Note: Can be made ahead and transports easily.

"On past Thanksgivings, I've made pumpkin cheesecakes, pumpkin creme caramels and pumpkin brownies, but I was enticed by the thought of a pumpkin poundcake this year.

This cakes makes an especially good choice for a Thanksgiving menu for several reasons. Most important, it can be made two days ahead and left tightly covered at room temperature. A large cake, it easily serves 14 to 16. And finally, it is a sturdy cake and can be transported easily if you are traveling out of town for the holidays."

Betty Rosbottom

  • 14

Ingredients

  • Cake:
  • 2/3 cup pecans
  • 3 cups sifted flour (see Note)
  • 2 tsp baking powder
  • 1 tsp baking soda
  • 1 tsp ground cinnamon
  • 3/4 tsp ground nutmeg
  • 1/4 tsp salt
  • 1 cup (2 sticks) unsalted butter, slightly softened and cut into chunks
  • 1 tsp vanilla extract
  • 1 cup granulated sugar
  • 1 cup light brown sugar, packed
  • 4 large eggs
  • 2 1/2 cups canned pumpkin puree (without seasonings)
  • Bourbon Whipped Cream:
  • 2 cups whipping cream
  • 6 tbsp powdered sugar
  • 1/4 cup bourbon

Preparation

Step 1

Arrange rack one-third up from bottom of oven. Preheat oven to 350 F. Butter 10-inch tube or Bundt pan very generously with butter (even if it is nonstick surface) and set aside.

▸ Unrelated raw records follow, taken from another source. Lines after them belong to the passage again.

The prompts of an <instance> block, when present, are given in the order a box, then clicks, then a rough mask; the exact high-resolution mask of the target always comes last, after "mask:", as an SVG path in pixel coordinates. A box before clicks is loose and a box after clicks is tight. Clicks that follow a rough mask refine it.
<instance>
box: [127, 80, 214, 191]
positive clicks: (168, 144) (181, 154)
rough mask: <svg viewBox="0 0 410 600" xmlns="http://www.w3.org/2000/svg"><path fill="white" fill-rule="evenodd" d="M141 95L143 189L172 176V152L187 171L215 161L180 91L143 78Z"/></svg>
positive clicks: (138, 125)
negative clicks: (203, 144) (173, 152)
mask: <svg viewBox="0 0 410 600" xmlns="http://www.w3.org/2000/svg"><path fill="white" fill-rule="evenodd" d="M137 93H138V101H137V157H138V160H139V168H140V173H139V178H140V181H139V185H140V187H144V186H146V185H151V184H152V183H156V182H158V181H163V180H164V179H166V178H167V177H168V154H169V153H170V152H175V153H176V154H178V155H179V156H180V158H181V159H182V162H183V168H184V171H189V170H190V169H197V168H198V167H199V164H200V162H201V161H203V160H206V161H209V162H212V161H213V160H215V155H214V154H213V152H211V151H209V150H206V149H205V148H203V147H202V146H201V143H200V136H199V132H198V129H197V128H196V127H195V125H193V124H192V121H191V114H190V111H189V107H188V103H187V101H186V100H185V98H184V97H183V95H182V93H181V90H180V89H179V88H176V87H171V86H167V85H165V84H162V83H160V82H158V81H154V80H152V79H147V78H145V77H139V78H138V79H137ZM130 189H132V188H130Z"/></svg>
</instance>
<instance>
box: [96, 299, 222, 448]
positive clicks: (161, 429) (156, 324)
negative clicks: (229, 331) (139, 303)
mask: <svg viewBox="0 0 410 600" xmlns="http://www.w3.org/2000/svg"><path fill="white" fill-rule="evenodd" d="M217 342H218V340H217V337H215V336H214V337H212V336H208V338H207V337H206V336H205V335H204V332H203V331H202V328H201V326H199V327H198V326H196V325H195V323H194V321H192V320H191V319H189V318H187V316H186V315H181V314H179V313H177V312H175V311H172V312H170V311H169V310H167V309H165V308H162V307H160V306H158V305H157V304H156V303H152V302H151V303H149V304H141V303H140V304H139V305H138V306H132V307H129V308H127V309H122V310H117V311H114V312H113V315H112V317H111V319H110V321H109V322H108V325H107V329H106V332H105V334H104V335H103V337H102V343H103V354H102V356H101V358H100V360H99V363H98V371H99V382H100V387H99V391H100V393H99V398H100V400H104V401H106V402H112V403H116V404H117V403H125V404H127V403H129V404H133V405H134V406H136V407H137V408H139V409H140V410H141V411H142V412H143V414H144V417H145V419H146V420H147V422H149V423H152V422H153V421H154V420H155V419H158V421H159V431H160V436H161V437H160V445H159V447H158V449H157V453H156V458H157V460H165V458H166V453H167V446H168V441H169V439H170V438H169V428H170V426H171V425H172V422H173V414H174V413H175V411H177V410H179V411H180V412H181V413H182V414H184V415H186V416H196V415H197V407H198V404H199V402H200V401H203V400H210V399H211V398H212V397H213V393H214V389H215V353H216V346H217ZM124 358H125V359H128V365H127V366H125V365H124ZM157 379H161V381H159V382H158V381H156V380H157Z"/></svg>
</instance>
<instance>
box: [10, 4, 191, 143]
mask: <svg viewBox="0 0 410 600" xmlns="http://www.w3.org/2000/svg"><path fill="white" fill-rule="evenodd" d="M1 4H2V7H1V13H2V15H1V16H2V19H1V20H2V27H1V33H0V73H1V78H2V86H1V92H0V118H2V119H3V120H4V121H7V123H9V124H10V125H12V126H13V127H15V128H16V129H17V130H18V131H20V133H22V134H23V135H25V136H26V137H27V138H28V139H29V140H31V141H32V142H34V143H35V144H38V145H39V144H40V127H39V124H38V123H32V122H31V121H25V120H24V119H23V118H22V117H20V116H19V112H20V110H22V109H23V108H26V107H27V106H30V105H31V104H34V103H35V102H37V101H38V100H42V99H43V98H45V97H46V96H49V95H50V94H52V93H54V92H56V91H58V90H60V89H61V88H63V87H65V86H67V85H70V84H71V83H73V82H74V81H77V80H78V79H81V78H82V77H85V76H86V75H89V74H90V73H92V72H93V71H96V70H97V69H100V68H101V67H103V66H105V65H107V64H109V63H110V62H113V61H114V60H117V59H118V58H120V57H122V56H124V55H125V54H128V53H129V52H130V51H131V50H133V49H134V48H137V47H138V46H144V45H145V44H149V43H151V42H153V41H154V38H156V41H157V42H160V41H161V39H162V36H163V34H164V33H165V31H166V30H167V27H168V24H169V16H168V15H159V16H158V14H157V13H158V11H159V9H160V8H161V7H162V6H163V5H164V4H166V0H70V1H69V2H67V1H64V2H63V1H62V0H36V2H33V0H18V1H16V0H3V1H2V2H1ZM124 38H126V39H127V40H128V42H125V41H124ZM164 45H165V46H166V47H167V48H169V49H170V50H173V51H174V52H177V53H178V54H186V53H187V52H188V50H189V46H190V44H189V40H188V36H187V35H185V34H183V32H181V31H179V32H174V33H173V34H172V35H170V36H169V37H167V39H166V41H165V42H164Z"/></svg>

Chop pecans very finely by hand or pulse in food processor fitted with metal blade several seconds. Pat nuts in bottom of prepared pan.

Sift together flour, baking powder, baking soda, cinnamon, nutmeg and salt. Set aside.

In bowl of electric mixer on medium speed, cream butter until smooth, 1 to 2 minutes. Add vanilla and both sugars and beat until well blended, 1 to 2 minutes. Add eggs, 1 at a time, beating just until blended (mixture may look curdled). Add pumpkin puree and mix to blend.

On slow speed, add dry ingredients and beat until incorporated, scraping down sides of bowl if necessary, 1 to 2 minutes.

Pour batter into prepared pan and smooth top with spatula. Bake until a wood pick comes out clean, about 1 1/4 hours. Let cake rest in pan 15 minutes. Loosen edges with knife. Place large plate over top of pan and invert. Let cool completely. Store in airtight container at cool room temperature up to 2 days.

To serve, arrange cake, nut side up, on serving plate. Whip cream until soft mounds appear. Add powdered sugar and bourbon and continue to beat until just firm. Serve with cake.